De verzoeker is op 21 juni 2010 als verdachte aangehouden nadat tegen hem de ernstige verdenking was ontstaan dat hij zich had schuldig gemaakt aan de hem ten laste gelegde feiten. Uit de stukken in het strafdossier blijkt dat de verzoeker zich tijdens het vooronderzoek alsook ter terechtzitting in eerste aanleg nagenoeg geheel op zijn zwijgrecht heeft beroepen ten aanzien van vragen over diens betrokkenheid bij de hem ten laste gelegde feiten. Eerst ter terechtzitting in hoger beroep van 6 januari 2012 heeft de verzoeker een verklaring afgelegd, zij het zeer summier en in algemene zin. De verzoeker zou niets te maken hebben gehad met de hem ten laste gelegde feiten en de personen die als getuige zijn gehoord zouden allen onbetrouwbaar hebben verklaard. Nadat de verzoeker naar aanleiding van die summiere verklaring stukken zijn voorgehouden en aan hem door het hof vragen zijn gesteld, heeft hij zich op die terechtzitting wederom beroepen op zijn zwijgrecht.
Gelet op het voorgaande is het voortduren van de preventieve hechtenis van de verzoeker, ook na de terechtzitting in hoger beroep van 6 januari 2012, dan ook mede te wijten aan de proceshouding van de verzoeker.
Bij gelegenheid van de behandeling in raadkamer heeft de verzoeker in het bestek van het onderzoek naar schadebeperking aan de zijde van de verzoeker geen verklaring kunnen of willen afleggen voor het feit dat hij zich telkens op zijn zwijgrecht heeft beroepen gedurende het vooronderzoek en het onderzoek ter terechtzitting in de onderliggende strafzaak, anders dan dat zijn advocaat hem dat destijds zou hebben geadviseerd.

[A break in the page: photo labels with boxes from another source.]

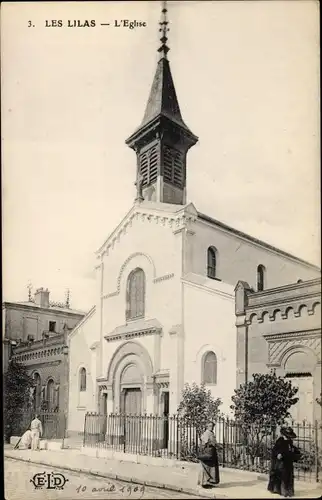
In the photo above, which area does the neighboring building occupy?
[68,3,320,432]
[236,278,321,422]
[3,288,85,411]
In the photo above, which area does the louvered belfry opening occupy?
[140,144,160,186]
[163,146,184,188]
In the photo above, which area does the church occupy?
[68,2,320,433]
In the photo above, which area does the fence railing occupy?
[83,413,322,481]
[10,411,66,439]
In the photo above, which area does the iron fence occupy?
[83,413,322,481]
[10,411,66,439]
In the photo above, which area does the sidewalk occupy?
[4,448,322,498]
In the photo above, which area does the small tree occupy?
[178,383,221,460]
[231,371,298,464]
[4,361,34,439]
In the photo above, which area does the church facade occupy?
[236,278,322,423]
[68,5,320,432]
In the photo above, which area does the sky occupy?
[1,0,320,310]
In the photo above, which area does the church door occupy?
[124,389,142,453]
[162,392,169,448]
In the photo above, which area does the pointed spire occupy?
[133,2,193,135]
[65,288,70,309]
[27,281,32,302]
[158,2,170,59]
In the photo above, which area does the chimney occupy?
[35,288,49,307]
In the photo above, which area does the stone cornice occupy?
[104,320,162,342]
[247,278,321,308]
[12,345,68,361]
[14,333,65,355]
[10,359,62,368]
[2,302,86,319]
[153,273,174,283]
[181,278,235,301]
[263,328,321,342]
[96,202,197,258]
[68,306,96,339]
[198,212,321,272]
[153,370,170,389]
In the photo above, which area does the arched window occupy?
[207,247,217,279]
[126,268,145,319]
[202,351,217,384]
[79,368,86,392]
[257,264,266,292]
[47,379,55,411]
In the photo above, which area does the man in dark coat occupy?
[267,427,301,497]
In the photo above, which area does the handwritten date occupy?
[76,483,145,495]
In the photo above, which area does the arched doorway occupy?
[33,372,41,412]
[284,351,315,422]
[47,379,55,411]
[120,364,143,415]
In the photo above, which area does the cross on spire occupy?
[158,2,170,59]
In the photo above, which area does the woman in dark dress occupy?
[267,427,301,497]
[198,422,219,488]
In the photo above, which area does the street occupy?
[4,458,204,500]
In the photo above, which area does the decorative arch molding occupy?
[42,375,59,387]
[264,331,321,366]
[30,368,41,380]
[245,301,321,325]
[103,252,156,299]
[106,341,153,387]
[74,363,91,375]
[280,342,318,369]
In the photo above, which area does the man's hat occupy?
[281,427,296,439]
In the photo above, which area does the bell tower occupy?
[126,2,198,205]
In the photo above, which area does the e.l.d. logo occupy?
[30,472,68,490]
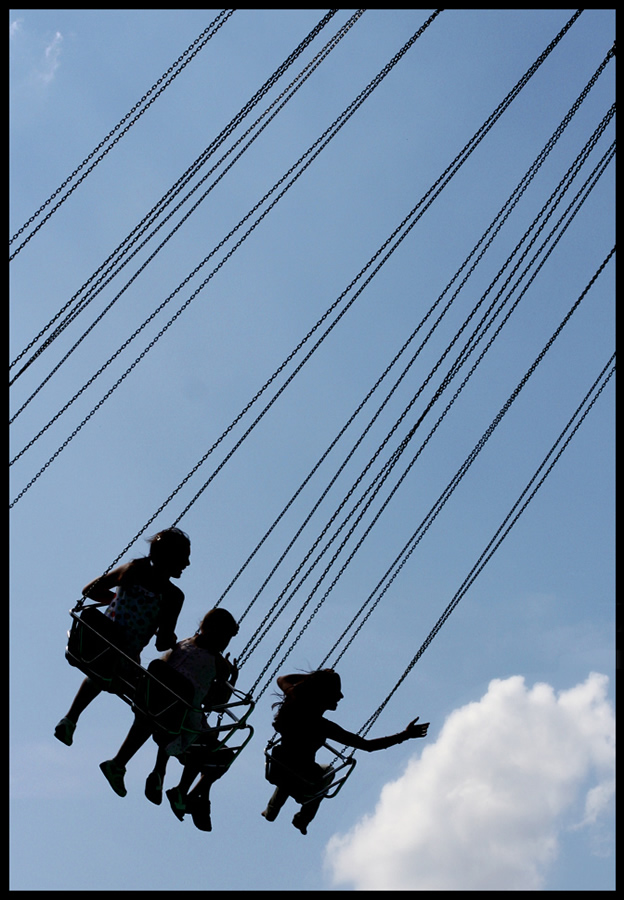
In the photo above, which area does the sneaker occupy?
[145,772,162,806]
[293,812,309,834]
[191,798,212,831]
[54,716,76,747]
[100,759,128,797]
[167,787,186,821]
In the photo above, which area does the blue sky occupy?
[9,9,615,890]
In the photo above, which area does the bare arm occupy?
[327,718,429,753]
[82,565,127,602]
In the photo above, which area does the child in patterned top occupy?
[54,528,191,746]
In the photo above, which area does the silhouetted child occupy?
[54,528,191,746]
[100,608,238,831]
[262,669,429,834]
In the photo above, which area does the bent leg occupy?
[54,677,102,747]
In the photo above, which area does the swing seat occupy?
[264,737,356,805]
[134,659,194,744]
[182,684,254,773]
[65,606,125,693]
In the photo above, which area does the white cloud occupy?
[38,31,63,84]
[326,673,615,891]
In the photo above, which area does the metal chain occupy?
[358,344,615,736]
[9,9,235,261]
[9,13,438,506]
[9,10,365,412]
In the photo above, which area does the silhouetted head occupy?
[304,669,343,709]
[287,669,343,712]
[198,607,238,652]
[149,528,191,578]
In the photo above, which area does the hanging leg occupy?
[54,678,102,747]
[293,765,335,834]
[261,787,290,822]
[100,715,152,797]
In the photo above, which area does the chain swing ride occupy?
[10,10,615,828]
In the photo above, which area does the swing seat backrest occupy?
[134,659,194,735]
[265,738,356,804]
[65,606,122,690]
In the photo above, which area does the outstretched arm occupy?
[327,718,429,753]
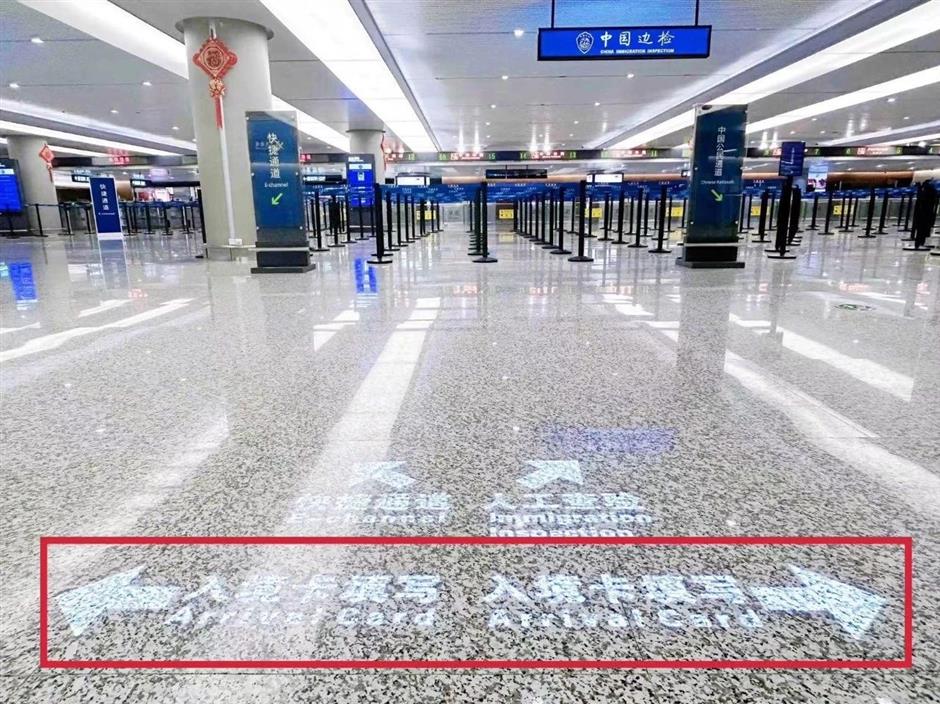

Naar het oordeel van het hof is de verzoeker in het bestek van de onderhavige procedure er niet in geslaagd aannemelijk te maken dat in redelijkheid niet van hem kon worden gevergd het ontstaan van die schade te voorkomen althans de omvang daarvan te beperken, bijvoorbeeld door de beantwoording van in de loop van het strafgeding aan hem gestelde vragen. In zoverre dient de tegen verzoeker bevolen verzekering en voorlopige hechtenis als een aan de door hem gekozen proceshouding verbonden gevolg te worden aangemerkt, welk gevolg voor zijn rekening en risico behoort te blijven.
Gezien het voorgaande is het hof van oordeel dat het verzoek tot toekenning van schadevergoeding dient te worden afgewezen op de grond dat gronden van billijkheid ontbreken.
4 Beslissing
Beveelt de onverwijlde betekening van deze beschikking aan verzoeker.
Deze beschikking is gegeven door de meervoudige raadkamer van het gerechtshof Amsterdam, waarin zitting hadden mr. R. Veldhuisen, mr. drs. W.J.J. Los en mr. N.A. Schimmel, in tegenwoordigheid van mr. M. Goedhart als griffier, en is uitgesproken op de openbare zitting van dit hof van 12 juli 2013.